The staff anticipates that the policy topics for IA-ICs will include:
- Money Market Funds. The SEC continues to delude itself regarding the regulation of money market funds. This once sleepy and relatively benign product is now the pillar of the commercial paper market and functions like and deserves the regulation of a banking product. But the SEC, and the mutual fund trade organization, are loathe to cede authority to banking regulators for this “dollar per share” product. Accordingly, the SEC will continue to try to find ways for thinly capitalized advisers to offer and manage money market funds by requiring money market funds to periodically stress test their ability to maintain a stable share price based on hypothetical events, such as changes in short-term interest rates, increased redemptions, downgrades and defaults, and changes in spreads from selected benchmarks (i.e., basically, all of the market events that have proven fatal to money market funds in the past and which will be so again as long as these funds remain fundamentally flawed).

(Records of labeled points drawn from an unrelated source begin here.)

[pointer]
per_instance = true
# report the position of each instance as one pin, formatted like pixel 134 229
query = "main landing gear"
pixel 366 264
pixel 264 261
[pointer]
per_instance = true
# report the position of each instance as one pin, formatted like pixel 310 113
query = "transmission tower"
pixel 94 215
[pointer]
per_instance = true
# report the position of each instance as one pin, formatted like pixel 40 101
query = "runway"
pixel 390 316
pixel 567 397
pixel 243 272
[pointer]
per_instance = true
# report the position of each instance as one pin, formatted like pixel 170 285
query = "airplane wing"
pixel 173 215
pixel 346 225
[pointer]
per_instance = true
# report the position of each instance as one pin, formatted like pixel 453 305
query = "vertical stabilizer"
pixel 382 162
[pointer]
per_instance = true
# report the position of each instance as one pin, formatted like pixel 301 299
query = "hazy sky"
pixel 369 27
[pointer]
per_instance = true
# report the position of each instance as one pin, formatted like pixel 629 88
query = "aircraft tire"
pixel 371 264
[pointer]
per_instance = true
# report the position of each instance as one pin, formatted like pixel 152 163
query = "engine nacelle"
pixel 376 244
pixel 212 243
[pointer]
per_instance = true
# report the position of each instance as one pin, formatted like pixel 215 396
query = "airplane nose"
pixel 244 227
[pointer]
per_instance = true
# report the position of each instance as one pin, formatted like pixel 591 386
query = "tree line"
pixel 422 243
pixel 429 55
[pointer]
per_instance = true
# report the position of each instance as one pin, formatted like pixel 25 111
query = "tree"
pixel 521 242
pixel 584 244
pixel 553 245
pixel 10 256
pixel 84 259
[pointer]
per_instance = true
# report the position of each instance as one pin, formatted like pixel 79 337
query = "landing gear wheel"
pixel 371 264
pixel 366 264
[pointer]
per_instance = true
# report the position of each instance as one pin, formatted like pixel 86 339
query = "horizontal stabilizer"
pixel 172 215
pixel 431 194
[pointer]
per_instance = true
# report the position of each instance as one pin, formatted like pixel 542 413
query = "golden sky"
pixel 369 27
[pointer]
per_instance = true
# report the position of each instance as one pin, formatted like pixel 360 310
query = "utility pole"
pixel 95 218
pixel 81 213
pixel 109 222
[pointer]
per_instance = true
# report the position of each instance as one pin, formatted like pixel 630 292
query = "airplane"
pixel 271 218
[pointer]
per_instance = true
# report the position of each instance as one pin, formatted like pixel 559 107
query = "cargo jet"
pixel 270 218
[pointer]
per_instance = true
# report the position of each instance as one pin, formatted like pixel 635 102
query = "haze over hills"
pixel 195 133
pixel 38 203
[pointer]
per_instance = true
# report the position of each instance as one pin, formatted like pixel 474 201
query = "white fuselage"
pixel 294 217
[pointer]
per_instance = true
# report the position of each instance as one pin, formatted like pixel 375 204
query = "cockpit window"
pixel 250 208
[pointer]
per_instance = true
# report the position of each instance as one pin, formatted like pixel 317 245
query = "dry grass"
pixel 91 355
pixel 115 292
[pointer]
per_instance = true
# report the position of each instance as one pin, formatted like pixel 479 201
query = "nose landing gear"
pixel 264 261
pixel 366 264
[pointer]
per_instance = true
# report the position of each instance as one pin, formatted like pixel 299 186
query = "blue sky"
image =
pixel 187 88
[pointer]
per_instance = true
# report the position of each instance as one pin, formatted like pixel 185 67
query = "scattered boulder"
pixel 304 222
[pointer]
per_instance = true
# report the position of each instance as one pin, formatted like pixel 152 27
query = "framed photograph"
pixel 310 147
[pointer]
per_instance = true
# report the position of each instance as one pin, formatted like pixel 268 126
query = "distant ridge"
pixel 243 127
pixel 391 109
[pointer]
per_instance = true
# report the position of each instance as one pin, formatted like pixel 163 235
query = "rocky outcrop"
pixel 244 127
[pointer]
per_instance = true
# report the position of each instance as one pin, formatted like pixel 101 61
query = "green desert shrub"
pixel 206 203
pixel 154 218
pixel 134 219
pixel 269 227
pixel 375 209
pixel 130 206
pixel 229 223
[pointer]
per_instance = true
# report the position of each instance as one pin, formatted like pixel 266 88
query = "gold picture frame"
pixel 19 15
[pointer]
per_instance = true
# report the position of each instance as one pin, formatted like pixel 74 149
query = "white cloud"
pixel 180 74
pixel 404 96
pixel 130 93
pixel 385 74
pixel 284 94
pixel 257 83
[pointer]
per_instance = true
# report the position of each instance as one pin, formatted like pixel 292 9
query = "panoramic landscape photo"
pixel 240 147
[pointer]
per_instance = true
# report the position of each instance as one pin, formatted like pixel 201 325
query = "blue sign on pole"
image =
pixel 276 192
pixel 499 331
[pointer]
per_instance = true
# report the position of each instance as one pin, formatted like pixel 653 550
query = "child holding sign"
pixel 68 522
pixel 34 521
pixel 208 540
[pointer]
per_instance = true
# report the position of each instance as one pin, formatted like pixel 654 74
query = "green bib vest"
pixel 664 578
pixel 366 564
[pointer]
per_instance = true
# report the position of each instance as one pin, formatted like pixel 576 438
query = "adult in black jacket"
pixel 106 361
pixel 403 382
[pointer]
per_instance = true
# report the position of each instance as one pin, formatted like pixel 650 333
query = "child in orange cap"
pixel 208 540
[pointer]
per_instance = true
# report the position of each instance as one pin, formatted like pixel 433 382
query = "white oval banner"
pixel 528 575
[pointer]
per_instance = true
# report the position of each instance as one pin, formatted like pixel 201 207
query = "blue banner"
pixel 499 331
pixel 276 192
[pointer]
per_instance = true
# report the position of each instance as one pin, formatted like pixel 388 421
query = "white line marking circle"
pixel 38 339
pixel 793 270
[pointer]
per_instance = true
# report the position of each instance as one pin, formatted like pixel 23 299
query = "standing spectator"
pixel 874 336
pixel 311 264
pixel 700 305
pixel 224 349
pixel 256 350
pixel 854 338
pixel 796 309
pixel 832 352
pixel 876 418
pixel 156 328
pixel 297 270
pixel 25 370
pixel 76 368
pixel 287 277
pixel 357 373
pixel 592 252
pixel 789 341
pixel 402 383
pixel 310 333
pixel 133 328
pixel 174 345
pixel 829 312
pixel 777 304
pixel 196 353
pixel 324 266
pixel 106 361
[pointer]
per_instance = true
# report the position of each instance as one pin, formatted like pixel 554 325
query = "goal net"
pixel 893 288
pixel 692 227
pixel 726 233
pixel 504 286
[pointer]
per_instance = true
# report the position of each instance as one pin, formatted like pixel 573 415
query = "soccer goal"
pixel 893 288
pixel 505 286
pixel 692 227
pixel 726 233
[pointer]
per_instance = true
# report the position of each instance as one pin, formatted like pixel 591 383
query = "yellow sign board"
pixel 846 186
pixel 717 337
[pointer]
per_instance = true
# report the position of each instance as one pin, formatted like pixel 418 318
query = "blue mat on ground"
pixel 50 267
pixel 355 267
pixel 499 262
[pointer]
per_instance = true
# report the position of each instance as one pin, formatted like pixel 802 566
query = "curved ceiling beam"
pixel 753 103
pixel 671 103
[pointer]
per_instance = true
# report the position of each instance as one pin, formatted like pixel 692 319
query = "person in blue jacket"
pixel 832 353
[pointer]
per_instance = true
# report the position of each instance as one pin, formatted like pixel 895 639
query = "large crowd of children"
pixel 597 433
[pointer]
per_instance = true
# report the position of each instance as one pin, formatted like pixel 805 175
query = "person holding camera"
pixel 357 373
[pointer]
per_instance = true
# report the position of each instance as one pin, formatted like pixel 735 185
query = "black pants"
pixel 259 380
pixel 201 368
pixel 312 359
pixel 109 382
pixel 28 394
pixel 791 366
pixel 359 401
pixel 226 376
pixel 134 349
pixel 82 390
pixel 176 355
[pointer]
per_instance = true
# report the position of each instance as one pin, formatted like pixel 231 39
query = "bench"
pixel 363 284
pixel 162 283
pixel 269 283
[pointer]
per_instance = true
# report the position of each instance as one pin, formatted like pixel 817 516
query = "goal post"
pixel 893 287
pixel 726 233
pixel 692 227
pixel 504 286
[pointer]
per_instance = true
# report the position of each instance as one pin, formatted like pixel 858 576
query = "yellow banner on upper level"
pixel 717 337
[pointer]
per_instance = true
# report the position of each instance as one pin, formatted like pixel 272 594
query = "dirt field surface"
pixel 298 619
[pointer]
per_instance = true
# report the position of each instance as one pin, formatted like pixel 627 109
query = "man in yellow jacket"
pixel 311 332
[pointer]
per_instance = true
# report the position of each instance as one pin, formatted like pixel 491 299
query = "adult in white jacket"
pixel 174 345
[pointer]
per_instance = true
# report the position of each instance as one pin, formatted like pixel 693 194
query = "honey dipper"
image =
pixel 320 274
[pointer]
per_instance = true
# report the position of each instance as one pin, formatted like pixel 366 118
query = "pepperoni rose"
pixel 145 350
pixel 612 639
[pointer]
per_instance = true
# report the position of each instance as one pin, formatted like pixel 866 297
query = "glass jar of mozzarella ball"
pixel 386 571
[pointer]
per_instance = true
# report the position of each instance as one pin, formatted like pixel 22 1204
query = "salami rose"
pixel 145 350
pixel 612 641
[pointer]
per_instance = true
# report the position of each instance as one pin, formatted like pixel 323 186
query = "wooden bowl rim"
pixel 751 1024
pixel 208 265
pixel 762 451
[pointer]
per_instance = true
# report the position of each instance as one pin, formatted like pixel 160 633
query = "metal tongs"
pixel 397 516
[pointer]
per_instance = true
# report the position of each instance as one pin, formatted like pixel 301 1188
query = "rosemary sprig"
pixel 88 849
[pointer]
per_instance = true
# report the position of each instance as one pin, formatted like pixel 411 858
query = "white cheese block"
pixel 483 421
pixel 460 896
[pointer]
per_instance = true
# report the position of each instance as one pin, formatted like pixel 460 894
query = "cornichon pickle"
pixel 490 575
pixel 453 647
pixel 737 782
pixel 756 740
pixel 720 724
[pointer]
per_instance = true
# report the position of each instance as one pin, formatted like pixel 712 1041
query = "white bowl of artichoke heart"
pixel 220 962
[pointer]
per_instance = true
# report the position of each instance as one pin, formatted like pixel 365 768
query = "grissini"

- Compliance with Exemptive Orders. The staff will focus on compliance with previously granted exemptive orders, such as those related to registered closed-end funds and managed distribution plans, employee securities companies, ETFs and the use of custom baskets, and those granted to fund advisers and their affiliates permitting them to engage in co-investment opportunities with the funds. Exemptive orders are typically granted pursuant to a number of well-developed conditions with which the registrant promises to adhere. The market timing and late trading scandals of 2003 illustrated that once a registrant has obtained an exemptive order, it may or may not abide by all of the conditions of that order.
- Compliance with the Pay to Play Rule. To prevent advisers from obtaining business from government entities in return for political “contributions” (i.e., engaging in pay to play practices), the SEC recently adopted and subsequently amended, a pay to play rule. The Staff will review for compliance in this area, as well as assess the practical application of the rule. Advisers should be aware that most states have their own pay to play rules and many of them have penalties that are far more onerous than the SEC’s rule.
We will continue to monitor this and other new developments and provide our clients with up to date analysis of the rules and regulations that may affect their businesses.